“Where are you going? How long will you be gone? Will you be safe?” Since this fall, the Community Connection program in the Chapel Hill-Carrboro City School District has aimed to bridge the technological divide between parents and their children.
And Program Manager Darren Bell said he thinks parents should ask their children the same questions when they sit down at the computer as they would ask when their children are walking out the front door.
Today, students begin using technology at a young age. In Chapel Hill-Carrboro City Schools district, most of a student’s responsibilities — from assignments to grades— are posted online. The problem is that many parents cannot support their children in their online responsibilities for school because many parents are not trained in Internet technology or do not have the financial means by which they can access the Internet.
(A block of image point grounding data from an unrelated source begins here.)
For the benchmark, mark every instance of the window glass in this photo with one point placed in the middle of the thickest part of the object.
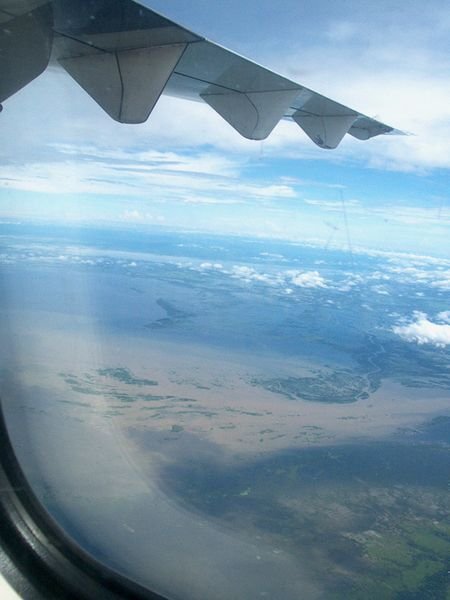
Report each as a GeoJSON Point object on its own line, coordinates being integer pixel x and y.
{"type": "Point", "coordinates": [225, 363]}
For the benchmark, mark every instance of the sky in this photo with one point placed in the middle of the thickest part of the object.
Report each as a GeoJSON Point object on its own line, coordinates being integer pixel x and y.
{"type": "Point", "coordinates": [63, 159]}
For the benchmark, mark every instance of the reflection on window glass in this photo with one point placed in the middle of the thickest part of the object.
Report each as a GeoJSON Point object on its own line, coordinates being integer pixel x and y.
{"type": "Point", "coordinates": [225, 365]}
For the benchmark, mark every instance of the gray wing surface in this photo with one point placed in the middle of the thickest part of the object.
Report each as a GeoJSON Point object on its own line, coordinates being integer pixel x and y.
{"type": "Point", "coordinates": [125, 55]}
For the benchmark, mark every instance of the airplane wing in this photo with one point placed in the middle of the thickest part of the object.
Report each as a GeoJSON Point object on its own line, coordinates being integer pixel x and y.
{"type": "Point", "coordinates": [125, 55]}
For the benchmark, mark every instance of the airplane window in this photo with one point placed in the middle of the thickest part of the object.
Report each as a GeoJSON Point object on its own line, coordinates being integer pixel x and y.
{"type": "Point", "coordinates": [225, 361]}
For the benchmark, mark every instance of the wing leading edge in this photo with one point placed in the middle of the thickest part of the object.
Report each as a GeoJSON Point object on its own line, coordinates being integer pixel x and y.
{"type": "Point", "coordinates": [125, 56]}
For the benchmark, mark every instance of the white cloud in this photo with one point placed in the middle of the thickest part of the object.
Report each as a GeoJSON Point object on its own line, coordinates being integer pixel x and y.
{"type": "Point", "coordinates": [307, 279]}
{"type": "Point", "coordinates": [424, 331]}
{"type": "Point", "coordinates": [444, 316]}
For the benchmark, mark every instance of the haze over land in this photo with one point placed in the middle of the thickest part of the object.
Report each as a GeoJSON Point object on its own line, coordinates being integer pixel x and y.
{"type": "Point", "coordinates": [268, 407]}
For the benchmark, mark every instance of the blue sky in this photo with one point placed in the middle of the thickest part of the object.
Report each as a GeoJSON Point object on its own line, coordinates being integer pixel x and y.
{"type": "Point", "coordinates": [64, 159]}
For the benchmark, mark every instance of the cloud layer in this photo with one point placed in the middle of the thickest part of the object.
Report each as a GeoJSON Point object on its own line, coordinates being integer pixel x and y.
{"type": "Point", "coordinates": [423, 331]}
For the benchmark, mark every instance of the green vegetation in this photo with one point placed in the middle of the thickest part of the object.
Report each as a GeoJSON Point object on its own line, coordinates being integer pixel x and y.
{"type": "Point", "coordinates": [338, 386]}
{"type": "Point", "coordinates": [125, 376]}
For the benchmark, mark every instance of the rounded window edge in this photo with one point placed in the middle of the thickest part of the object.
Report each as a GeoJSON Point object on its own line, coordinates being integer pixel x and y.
{"type": "Point", "coordinates": [37, 558]}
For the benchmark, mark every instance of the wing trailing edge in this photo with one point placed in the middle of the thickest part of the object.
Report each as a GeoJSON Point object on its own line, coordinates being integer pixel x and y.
{"type": "Point", "coordinates": [125, 56]}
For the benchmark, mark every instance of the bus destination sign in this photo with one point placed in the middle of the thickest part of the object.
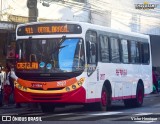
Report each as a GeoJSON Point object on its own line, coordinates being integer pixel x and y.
{"type": "Point", "coordinates": [49, 28]}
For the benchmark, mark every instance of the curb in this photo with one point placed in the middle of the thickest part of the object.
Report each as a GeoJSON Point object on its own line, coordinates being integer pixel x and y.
{"type": "Point", "coordinates": [152, 95]}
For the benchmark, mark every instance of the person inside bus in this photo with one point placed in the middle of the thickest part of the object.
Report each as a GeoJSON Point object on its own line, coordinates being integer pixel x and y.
{"type": "Point", "coordinates": [155, 82]}
{"type": "Point", "coordinates": [2, 80]}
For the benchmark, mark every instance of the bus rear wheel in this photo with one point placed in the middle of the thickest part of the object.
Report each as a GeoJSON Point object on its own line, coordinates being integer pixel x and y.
{"type": "Point", "coordinates": [47, 107]}
{"type": "Point", "coordinates": [105, 100]}
{"type": "Point", "coordinates": [138, 101]}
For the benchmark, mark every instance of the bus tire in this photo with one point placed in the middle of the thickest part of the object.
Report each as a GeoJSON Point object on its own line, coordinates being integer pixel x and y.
{"type": "Point", "coordinates": [103, 105]}
{"type": "Point", "coordinates": [139, 95]}
{"type": "Point", "coordinates": [47, 107]}
{"type": "Point", "coordinates": [105, 100]}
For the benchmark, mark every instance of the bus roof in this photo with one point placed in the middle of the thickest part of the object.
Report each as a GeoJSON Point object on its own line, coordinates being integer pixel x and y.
{"type": "Point", "coordinates": [87, 26]}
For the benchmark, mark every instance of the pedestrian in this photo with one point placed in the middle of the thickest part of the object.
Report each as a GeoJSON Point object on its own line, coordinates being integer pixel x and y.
{"type": "Point", "coordinates": [13, 77]}
{"type": "Point", "coordinates": [7, 90]}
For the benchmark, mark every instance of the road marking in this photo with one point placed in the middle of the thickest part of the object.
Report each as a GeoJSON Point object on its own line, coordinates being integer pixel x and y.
{"type": "Point", "coordinates": [143, 114]}
{"type": "Point", "coordinates": [144, 121]}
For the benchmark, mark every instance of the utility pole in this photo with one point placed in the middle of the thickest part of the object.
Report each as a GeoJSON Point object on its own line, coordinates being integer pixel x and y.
{"type": "Point", "coordinates": [1, 11]}
{"type": "Point", "coordinates": [32, 10]}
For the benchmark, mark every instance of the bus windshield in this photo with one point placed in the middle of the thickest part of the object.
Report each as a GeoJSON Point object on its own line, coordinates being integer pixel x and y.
{"type": "Point", "coordinates": [50, 55]}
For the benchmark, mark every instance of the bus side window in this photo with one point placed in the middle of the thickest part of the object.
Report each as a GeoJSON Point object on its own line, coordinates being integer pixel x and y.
{"type": "Point", "coordinates": [124, 44]}
{"type": "Point", "coordinates": [104, 48]}
{"type": "Point", "coordinates": [145, 53]}
{"type": "Point", "coordinates": [115, 50]}
{"type": "Point", "coordinates": [91, 37]}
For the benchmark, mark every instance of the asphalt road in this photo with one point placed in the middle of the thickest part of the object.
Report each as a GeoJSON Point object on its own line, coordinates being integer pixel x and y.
{"type": "Point", "coordinates": [148, 113]}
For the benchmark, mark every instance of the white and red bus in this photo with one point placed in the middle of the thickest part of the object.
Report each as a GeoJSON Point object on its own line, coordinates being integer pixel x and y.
{"type": "Point", "coordinates": [80, 63]}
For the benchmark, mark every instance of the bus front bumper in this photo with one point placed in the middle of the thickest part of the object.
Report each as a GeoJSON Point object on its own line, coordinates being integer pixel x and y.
{"type": "Point", "coordinates": [76, 96]}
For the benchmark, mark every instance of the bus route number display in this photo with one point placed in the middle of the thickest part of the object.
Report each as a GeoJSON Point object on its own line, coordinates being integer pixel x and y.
{"type": "Point", "coordinates": [40, 29]}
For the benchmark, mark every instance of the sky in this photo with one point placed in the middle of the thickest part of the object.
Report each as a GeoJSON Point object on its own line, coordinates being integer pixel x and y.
{"type": "Point", "coordinates": [18, 7]}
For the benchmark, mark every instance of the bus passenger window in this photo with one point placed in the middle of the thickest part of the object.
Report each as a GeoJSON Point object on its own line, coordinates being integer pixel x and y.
{"type": "Point", "coordinates": [91, 37]}
{"type": "Point", "coordinates": [135, 52]}
{"type": "Point", "coordinates": [115, 50]}
{"type": "Point", "coordinates": [145, 53]}
{"type": "Point", "coordinates": [104, 48]}
{"type": "Point", "coordinates": [124, 44]}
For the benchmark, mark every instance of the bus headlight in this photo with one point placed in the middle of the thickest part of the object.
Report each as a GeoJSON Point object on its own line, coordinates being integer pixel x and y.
{"type": "Point", "coordinates": [80, 83]}
{"type": "Point", "coordinates": [19, 86]}
{"type": "Point", "coordinates": [67, 89]}
{"type": "Point", "coordinates": [73, 86]}
{"type": "Point", "coordinates": [24, 89]}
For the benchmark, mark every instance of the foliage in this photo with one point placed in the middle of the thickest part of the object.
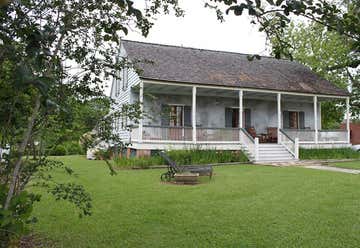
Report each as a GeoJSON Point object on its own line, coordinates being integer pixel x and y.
{"type": "Point", "coordinates": [14, 220]}
{"type": "Point", "coordinates": [143, 162]}
{"type": "Point", "coordinates": [54, 59]}
{"type": "Point", "coordinates": [184, 157]}
{"type": "Point", "coordinates": [59, 150]}
{"type": "Point", "coordinates": [242, 206]}
{"type": "Point", "coordinates": [103, 154]}
{"type": "Point", "coordinates": [274, 16]}
{"type": "Point", "coordinates": [338, 153]}
{"type": "Point", "coordinates": [319, 49]}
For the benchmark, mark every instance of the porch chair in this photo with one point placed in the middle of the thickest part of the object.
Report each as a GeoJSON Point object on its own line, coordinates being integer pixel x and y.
{"type": "Point", "coordinates": [173, 168]}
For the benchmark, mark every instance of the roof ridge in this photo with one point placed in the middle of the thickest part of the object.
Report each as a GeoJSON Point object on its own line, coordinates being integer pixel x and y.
{"type": "Point", "coordinates": [202, 49]}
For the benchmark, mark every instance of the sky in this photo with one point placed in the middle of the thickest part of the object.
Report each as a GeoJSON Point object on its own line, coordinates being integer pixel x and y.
{"type": "Point", "coordinates": [199, 28]}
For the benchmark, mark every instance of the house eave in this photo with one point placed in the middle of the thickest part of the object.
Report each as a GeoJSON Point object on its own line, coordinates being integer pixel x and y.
{"type": "Point", "coordinates": [257, 89]}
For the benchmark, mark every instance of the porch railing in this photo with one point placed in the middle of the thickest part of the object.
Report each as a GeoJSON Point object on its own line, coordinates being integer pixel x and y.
{"type": "Point", "coordinates": [323, 136]}
{"type": "Point", "coordinates": [332, 136]}
{"type": "Point", "coordinates": [167, 133]}
{"type": "Point", "coordinates": [250, 143]}
{"type": "Point", "coordinates": [304, 135]}
{"type": "Point", "coordinates": [292, 145]}
{"type": "Point", "coordinates": [209, 134]}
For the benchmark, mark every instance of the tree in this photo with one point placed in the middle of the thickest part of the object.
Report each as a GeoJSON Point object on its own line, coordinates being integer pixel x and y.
{"type": "Point", "coordinates": [38, 39]}
{"type": "Point", "coordinates": [273, 16]}
{"type": "Point", "coordinates": [320, 49]}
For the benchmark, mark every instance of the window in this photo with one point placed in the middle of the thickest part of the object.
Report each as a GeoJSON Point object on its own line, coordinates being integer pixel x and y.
{"type": "Point", "coordinates": [117, 85]}
{"type": "Point", "coordinates": [123, 122]}
{"type": "Point", "coordinates": [294, 119]}
{"type": "Point", "coordinates": [125, 79]}
{"type": "Point", "coordinates": [176, 115]}
{"type": "Point", "coordinates": [232, 117]}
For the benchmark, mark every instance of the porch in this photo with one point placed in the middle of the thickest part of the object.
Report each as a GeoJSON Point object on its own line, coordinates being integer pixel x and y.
{"type": "Point", "coordinates": [182, 115]}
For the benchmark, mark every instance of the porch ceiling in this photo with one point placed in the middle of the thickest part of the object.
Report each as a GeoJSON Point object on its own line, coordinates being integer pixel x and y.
{"type": "Point", "coordinates": [154, 88]}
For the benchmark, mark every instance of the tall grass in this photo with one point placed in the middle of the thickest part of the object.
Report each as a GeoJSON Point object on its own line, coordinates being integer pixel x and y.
{"type": "Point", "coordinates": [185, 157]}
{"type": "Point", "coordinates": [339, 153]}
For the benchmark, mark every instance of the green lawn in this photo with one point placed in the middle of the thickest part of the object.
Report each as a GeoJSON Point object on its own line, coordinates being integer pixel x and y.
{"type": "Point", "coordinates": [349, 165]}
{"type": "Point", "coordinates": [243, 206]}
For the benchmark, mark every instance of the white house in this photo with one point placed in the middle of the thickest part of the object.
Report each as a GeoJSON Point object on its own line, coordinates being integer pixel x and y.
{"type": "Point", "coordinates": [221, 100]}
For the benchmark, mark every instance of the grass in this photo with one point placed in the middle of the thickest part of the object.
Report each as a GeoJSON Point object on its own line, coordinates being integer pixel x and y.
{"type": "Point", "coordinates": [339, 153]}
{"type": "Point", "coordinates": [348, 165]}
{"type": "Point", "coordinates": [242, 206]}
{"type": "Point", "coordinates": [185, 157]}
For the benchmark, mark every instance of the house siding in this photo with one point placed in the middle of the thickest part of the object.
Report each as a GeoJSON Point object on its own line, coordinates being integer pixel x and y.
{"type": "Point", "coordinates": [210, 114]}
{"type": "Point", "coordinates": [126, 96]}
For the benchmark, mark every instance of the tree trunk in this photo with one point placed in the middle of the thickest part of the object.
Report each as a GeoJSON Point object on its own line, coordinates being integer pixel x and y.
{"type": "Point", "coordinates": [22, 148]}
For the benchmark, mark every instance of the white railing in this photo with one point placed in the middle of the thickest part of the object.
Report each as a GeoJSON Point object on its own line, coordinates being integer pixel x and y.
{"type": "Point", "coordinates": [332, 136]}
{"type": "Point", "coordinates": [292, 145]}
{"type": "Point", "coordinates": [323, 136]}
{"type": "Point", "coordinates": [209, 134]}
{"type": "Point", "coordinates": [304, 135]}
{"type": "Point", "coordinates": [250, 143]}
{"type": "Point", "coordinates": [167, 133]}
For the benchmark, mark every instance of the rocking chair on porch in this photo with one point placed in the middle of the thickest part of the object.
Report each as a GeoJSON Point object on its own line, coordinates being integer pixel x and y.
{"type": "Point", "coordinates": [173, 168]}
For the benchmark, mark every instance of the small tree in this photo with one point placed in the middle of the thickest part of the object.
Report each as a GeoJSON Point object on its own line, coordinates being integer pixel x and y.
{"type": "Point", "coordinates": [38, 42]}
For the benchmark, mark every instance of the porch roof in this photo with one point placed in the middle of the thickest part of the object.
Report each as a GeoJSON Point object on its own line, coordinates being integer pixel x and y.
{"type": "Point", "coordinates": [199, 66]}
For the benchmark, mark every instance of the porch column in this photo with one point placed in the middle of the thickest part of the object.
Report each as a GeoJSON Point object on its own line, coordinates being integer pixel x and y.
{"type": "Point", "coordinates": [348, 118]}
{"type": "Point", "coordinates": [241, 110]}
{"type": "Point", "coordinates": [316, 120]}
{"type": "Point", "coordinates": [141, 100]}
{"type": "Point", "coordinates": [194, 114]}
{"type": "Point", "coordinates": [279, 115]}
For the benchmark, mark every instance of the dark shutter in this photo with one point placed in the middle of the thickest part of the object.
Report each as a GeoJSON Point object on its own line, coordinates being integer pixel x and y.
{"type": "Point", "coordinates": [302, 120]}
{"type": "Point", "coordinates": [247, 118]}
{"type": "Point", "coordinates": [228, 117]}
{"type": "Point", "coordinates": [286, 119]}
{"type": "Point", "coordinates": [187, 116]}
{"type": "Point", "coordinates": [165, 115]}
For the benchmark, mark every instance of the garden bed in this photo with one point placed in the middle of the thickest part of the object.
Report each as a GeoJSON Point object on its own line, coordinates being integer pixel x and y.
{"type": "Point", "coordinates": [184, 157]}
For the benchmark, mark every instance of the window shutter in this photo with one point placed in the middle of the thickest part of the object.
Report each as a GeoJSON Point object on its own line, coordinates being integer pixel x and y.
{"type": "Point", "coordinates": [228, 117]}
{"type": "Point", "coordinates": [302, 120]}
{"type": "Point", "coordinates": [247, 118]}
{"type": "Point", "coordinates": [165, 115]}
{"type": "Point", "coordinates": [187, 116]}
{"type": "Point", "coordinates": [286, 119]}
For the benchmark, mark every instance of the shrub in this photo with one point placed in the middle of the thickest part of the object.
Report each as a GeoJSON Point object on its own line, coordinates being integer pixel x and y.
{"type": "Point", "coordinates": [339, 153]}
{"type": "Point", "coordinates": [185, 157]}
{"type": "Point", "coordinates": [103, 154]}
{"type": "Point", "coordinates": [59, 150]}
{"type": "Point", "coordinates": [143, 162]}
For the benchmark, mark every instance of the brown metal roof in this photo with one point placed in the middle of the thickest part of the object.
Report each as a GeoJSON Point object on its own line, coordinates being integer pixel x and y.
{"type": "Point", "coordinates": [199, 66]}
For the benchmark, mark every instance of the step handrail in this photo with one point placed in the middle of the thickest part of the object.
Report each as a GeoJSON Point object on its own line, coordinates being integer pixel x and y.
{"type": "Point", "coordinates": [293, 148]}
{"type": "Point", "coordinates": [252, 145]}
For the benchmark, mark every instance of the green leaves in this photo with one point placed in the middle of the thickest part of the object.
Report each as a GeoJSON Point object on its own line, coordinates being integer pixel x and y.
{"type": "Point", "coordinates": [75, 194]}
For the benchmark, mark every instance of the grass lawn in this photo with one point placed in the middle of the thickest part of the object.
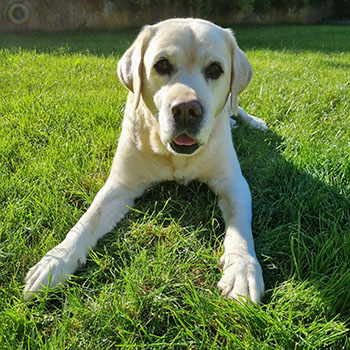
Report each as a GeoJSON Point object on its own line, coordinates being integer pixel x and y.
{"type": "Point", "coordinates": [151, 283]}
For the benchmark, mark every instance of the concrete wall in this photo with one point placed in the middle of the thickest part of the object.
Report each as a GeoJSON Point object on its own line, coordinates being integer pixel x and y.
{"type": "Point", "coordinates": [60, 15]}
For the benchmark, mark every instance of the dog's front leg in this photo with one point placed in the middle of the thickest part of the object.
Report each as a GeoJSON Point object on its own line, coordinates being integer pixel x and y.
{"type": "Point", "coordinates": [108, 207]}
{"type": "Point", "coordinates": [242, 275]}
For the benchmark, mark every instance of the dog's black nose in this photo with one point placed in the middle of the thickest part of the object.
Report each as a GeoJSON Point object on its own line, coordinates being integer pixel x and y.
{"type": "Point", "coordinates": [186, 113]}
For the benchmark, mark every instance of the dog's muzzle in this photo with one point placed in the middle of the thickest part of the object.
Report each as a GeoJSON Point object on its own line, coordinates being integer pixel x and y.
{"type": "Point", "coordinates": [188, 119]}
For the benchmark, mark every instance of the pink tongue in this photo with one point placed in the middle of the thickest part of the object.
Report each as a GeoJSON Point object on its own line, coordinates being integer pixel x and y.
{"type": "Point", "coordinates": [184, 140]}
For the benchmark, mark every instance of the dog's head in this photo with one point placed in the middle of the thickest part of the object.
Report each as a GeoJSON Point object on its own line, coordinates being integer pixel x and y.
{"type": "Point", "coordinates": [184, 70]}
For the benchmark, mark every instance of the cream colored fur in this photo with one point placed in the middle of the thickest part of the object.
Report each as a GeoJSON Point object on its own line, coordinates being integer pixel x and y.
{"type": "Point", "coordinates": [144, 154]}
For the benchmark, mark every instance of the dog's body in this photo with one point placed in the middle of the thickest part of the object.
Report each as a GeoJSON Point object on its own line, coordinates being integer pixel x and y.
{"type": "Point", "coordinates": [180, 74]}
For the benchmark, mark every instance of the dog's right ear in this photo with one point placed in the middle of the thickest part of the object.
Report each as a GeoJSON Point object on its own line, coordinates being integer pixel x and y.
{"type": "Point", "coordinates": [130, 66]}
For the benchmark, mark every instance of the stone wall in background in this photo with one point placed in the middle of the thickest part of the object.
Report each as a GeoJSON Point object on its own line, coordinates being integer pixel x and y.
{"type": "Point", "coordinates": [61, 15]}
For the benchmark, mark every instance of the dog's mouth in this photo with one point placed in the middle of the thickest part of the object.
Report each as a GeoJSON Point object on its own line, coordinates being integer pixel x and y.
{"type": "Point", "coordinates": [184, 144]}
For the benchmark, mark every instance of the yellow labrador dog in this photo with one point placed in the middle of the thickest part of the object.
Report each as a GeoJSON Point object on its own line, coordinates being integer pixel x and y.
{"type": "Point", "coordinates": [180, 73]}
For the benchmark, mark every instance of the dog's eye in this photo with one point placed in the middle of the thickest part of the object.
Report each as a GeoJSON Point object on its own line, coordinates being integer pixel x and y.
{"type": "Point", "coordinates": [213, 71]}
{"type": "Point", "coordinates": [163, 67]}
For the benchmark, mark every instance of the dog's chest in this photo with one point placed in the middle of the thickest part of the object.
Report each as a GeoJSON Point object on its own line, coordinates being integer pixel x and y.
{"type": "Point", "coordinates": [183, 170]}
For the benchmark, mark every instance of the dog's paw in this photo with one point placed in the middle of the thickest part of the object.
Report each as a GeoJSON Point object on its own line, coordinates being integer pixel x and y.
{"type": "Point", "coordinates": [54, 268]}
{"type": "Point", "coordinates": [242, 278]}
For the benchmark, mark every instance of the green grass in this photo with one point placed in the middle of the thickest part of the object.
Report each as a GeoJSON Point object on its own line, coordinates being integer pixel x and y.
{"type": "Point", "coordinates": [151, 283]}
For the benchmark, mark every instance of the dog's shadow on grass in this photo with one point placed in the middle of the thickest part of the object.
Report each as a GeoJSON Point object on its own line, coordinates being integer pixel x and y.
{"type": "Point", "coordinates": [297, 221]}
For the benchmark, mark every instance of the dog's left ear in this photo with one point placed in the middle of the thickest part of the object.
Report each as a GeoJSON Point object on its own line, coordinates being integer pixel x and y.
{"type": "Point", "coordinates": [130, 66]}
{"type": "Point", "coordinates": [241, 72]}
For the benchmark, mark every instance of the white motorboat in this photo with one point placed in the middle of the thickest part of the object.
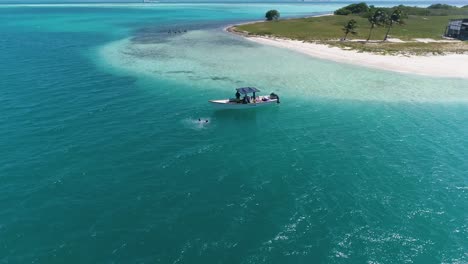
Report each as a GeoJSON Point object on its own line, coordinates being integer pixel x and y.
{"type": "Point", "coordinates": [247, 101]}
In the fall of 2013, the Community Connection program piloted a workshop series to help parents of elementary school students who feel the effects of this digital divide. The program was available to families in the Chapel Hill-Carrboro City Schools district to familiarize parents with technology. This February, Community Connection will begin the workshop series again.
The program was based on the idea that when parents feel comfortable with technology, they can help their children make smart and safe decisions while using the Internet.
According to ProPublic.org, as of 2010, 21 percent of students come from low-income households and received free or reduced cost lunches. Low-income households are the families that fall behind academically because of the digital divide.
“We just want to help develop a foundation and say, ‘This is what you need to be successful in the Chapel Hill-Carrboro City School district,’” Bell said during a training session for future volunteers.
“The program is about putting together support. We want to help 21st century families raise 21st century learners,” he said.
Bell said he has designed a curriculum for the program that teaches parents how to set up email accounts, navigate school websites, use Google translate and explore the Internet further. The program consists of five sessions, each 1.5 hours in duration, with the first hour as a discussion forum and the remaining 30 minutes as the hands-on lab.
The pilot program launched at Frank Porter Graham Elementary School, a magnet school where many students speak Spanish at home with their family. About 15 parents attended the workshop consistently — a great turnout for a newly launched program.
Because of the mix of Spanish and English speakers, Google translate proved to be a helpful online tool for participants and program volunteers alike.
Volunteers from the school district and UNC’s Technology Without Borders program came to the sessions weekly to help during the lab portion. The volunteers from the fall will continue to help this spring, along with a handful of new volunteers.
The Community Connection program not only addresses the issue of digital literacy but also targets two of the audiences Technology Without Borders has not yet been able to reach: working parents and non-native English speakers, said Osana Osaretin, co-president of Technology Without Borders. Technology Without Borders is an organization dedicated to sharing technological education with the community.
“I’m very excited for the new session to start,” said Anna Flynn, a Technology Without Borders volunteer. “I’ve had a great time working with Community Connection, especially in its pilot stage. Encountering new challenges in each class and finding new ways to solve them was a really rewarding experience for me.”
Another volunteer from Technology Without Borders, Melanie Johnston, a senior from Wilmington, agreed with Flynn.
“Volunteering with the participants is rewarding,” Johnston said. “The workshop series is a great opportunity to help out with a real issue in the community.”
In addition to partnering with school district volunteers and Technology Without Borders, Community Connection program also works with the Chapel Hill Public Library. The librarians have helped parents obtain library cards and have given tours of the library so that parents can become more familiar with the resources readily available to the public.
Though the sessions have helped participants become more comfortable with computers than they previously were, the program has not yet been perfected. Bell said the biggest struggle with the program has been finding an Internet service provider who will help low-income households receive Internet in their homes at a lower cost.
Bell said he hopes to find a provider that can support these families — building relationships and creating a support system in the community is what the Community Connection program is all about.